Terlintas sesaat ekspresi kecewa diwajah Kai dan dia sendiri tidak mengerti kenapa dia merasakan perasaan seperti itu. Kai juga merasa bingung dengan apa yang dia rasakan saat ini.
"Iyah, hati-hati dijalan yah," timpal Alesya. Setelah Kai tidak terlihat lagi. Alesya baru bisa bernapas lega. Entah kenapa, saat ini jantungnya berdebar sangat kencang saat menatap, berbicara dan bersama dengan Kai.
Kring Kring
Bunyi ponsel berdering dan Alesya segera mengangkat panggilan masuk diponselnya.
"Halo ma," sapa Alesya hangat.
"Putri mama, apa kabarnya, Sayang? Kamu baik-baik saja?" tanya Mira cemas pada keadaan putri semata wayangnya. Begitu melihat cctv dari ponselnya, Mira langsung menelepon Alesya setelah Kai tidak lagi berada di rumah mereka.
"Iyah, Esy baik-baik saja kok. Mama jangan khawatir dan fokus saja disana, biar bisa cepat pulang. Esy kangen banget sama Mama dan Papa," berpura-pura kalau dia baik-baik saja. Padahal, nyatanya tidak begitu.
"Maafin kami yah, Sayang. Maaf karena kami tidak ada disana dan membiarkanmu sendirian," ucap Mira dengan nada lirih.
"Nggak pa-pa, Ma. Kalian disana juga bukan untuk bersenang-senang dan sengaja meninggalkan aku, jadi jangan cemas. Lalu, bisakah bilang pada Papa untuk membatalkan soal Pak Ikran?" tanyanya langsung tapi, tetap berhati-hati. Karena Alesya sangat keberatan soal ini. Dia tidak ingin membuat orang-orang dilokasi syuting menjadi heboh. Dia bukan Artis besar dan bukan siapa-siapa, dia hanyalah seorang Alesya. Pasti akan ada orang-orang yang menggosipkannya dibelakang dan dia tidak mneyukai itu. Terlalu memikirkan pendapat orang juga termasuk salah satu kelemahannya. Meski Alesya tahu, kalau dia tidak akan bisa mengontrol dan membatasi ucapan dan pikiran orang lain.
"Halo, Sayangnya papa, my Princess. Papa sudah memutuskan dan kamu tahu kalau itu tidak akan bisa diubah, selama ini papa menuruti karena mencoba mengerti kamu. Namun, kejadian ini terjadi lagi dan tidak akan Papa biarkan.
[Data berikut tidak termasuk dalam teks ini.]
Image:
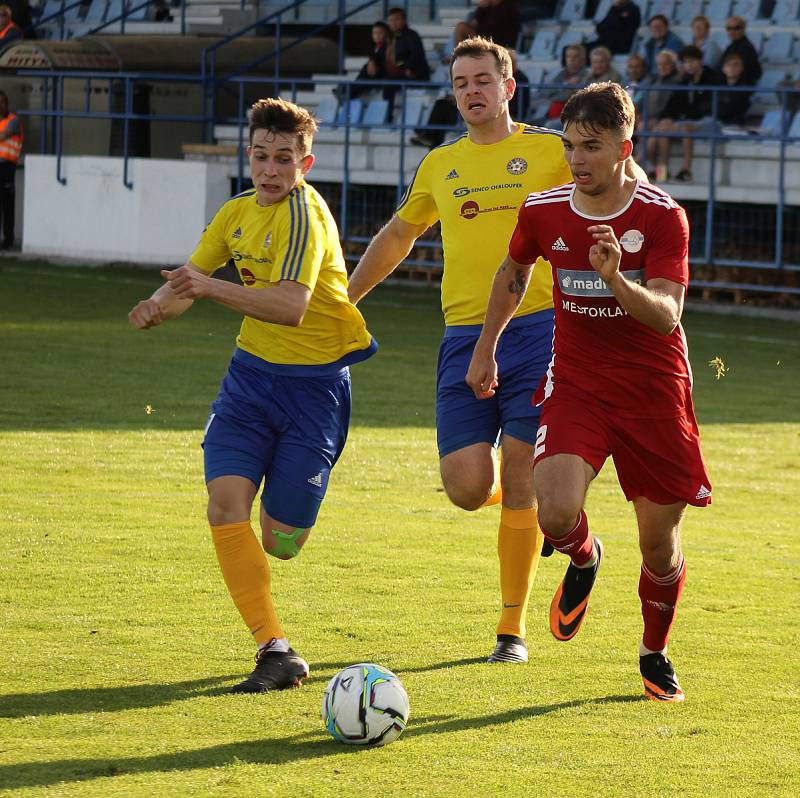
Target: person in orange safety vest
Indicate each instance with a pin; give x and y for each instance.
(10, 149)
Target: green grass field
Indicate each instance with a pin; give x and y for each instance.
(118, 639)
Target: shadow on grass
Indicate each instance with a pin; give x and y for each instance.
(141, 696)
(329, 668)
(308, 745)
(108, 699)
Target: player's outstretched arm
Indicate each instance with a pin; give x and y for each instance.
(659, 304)
(508, 289)
(384, 254)
(161, 306)
(284, 303)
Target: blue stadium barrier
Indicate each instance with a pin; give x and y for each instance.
(351, 136)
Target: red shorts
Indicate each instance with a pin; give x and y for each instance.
(659, 459)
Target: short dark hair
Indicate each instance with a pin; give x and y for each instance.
(690, 51)
(477, 46)
(281, 116)
(599, 107)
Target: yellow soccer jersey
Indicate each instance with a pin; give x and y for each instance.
(476, 191)
(295, 239)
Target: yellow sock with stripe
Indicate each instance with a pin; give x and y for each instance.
(246, 573)
(519, 543)
(496, 497)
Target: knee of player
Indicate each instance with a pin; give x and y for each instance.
(556, 517)
(284, 545)
(466, 498)
(660, 556)
(220, 512)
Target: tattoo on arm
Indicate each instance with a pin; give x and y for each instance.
(518, 285)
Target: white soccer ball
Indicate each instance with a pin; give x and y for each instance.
(365, 704)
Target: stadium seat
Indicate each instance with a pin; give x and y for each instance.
(757, 39)
(97, 11)
(721, 38)
(542, 46)
(667, 8)
(376, 113)
(771, 124)
(568, 37)
(572, 11)
(687, 10)
(794, 128)
(114, 9)
(535, 75)
(778, 47)
(441, 74)
(749, 10)
(770, 79)
(350, 112)
(415, 108)
(71, 14)
(139, 14)
(785, 12)
(718, 11)
(602, 9)
(326, 110)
Tunggu saja saat Papa pulang, akan Papa bereskan si berengsek yang berani menyentuhmu itu," ucap tegas Jeffry dengan amarah yang memuncak. Ingin rasanya dia langsung menghabisi b******n yang telah berani menyentuh putri kesayangannya. "Jadi, untuk sementara Papa menempatkan Ikran, hanya sampai kami kembali dan membereskannya."
"Baiklah. Namun, bisakah mereka mengawasi dari jauh? Jangan sampai orang-orang menyadarinya. Esy mohon, Pa!" ucapnya memelas pada sang Ayah.
Saat ini ucapan Jeffry tidak bisa dibantah oleh Alesya. Dia tahu jika Jeffry saat ini tidak akan mendengarkan perkataannya, dia sangat tahu dan paham sekali watak Jeffry. Karena itu, dia hanya meminta keringanan agar mereka menjaganya secara diam-diam tanpa sepengetahuan orang lain.
"Haa, baiklah. Papa akan bilang pada Ikran," menghela napas. Jeffry juga tidak ingin membuat putrinya terbebani jadi menyetujui itu, asal putrinya tetap terjaga, meski diam-diam atau terang-terangan, semua itu sama saja untuknya. Semua sama-sama untuk keamanan sang putri.
"Papa yang terbaik, makasih Papa," ucapnya gembira sekali, karena Jeffry mengabulkannya. Ini lebih baik daripada tidak sama sekali.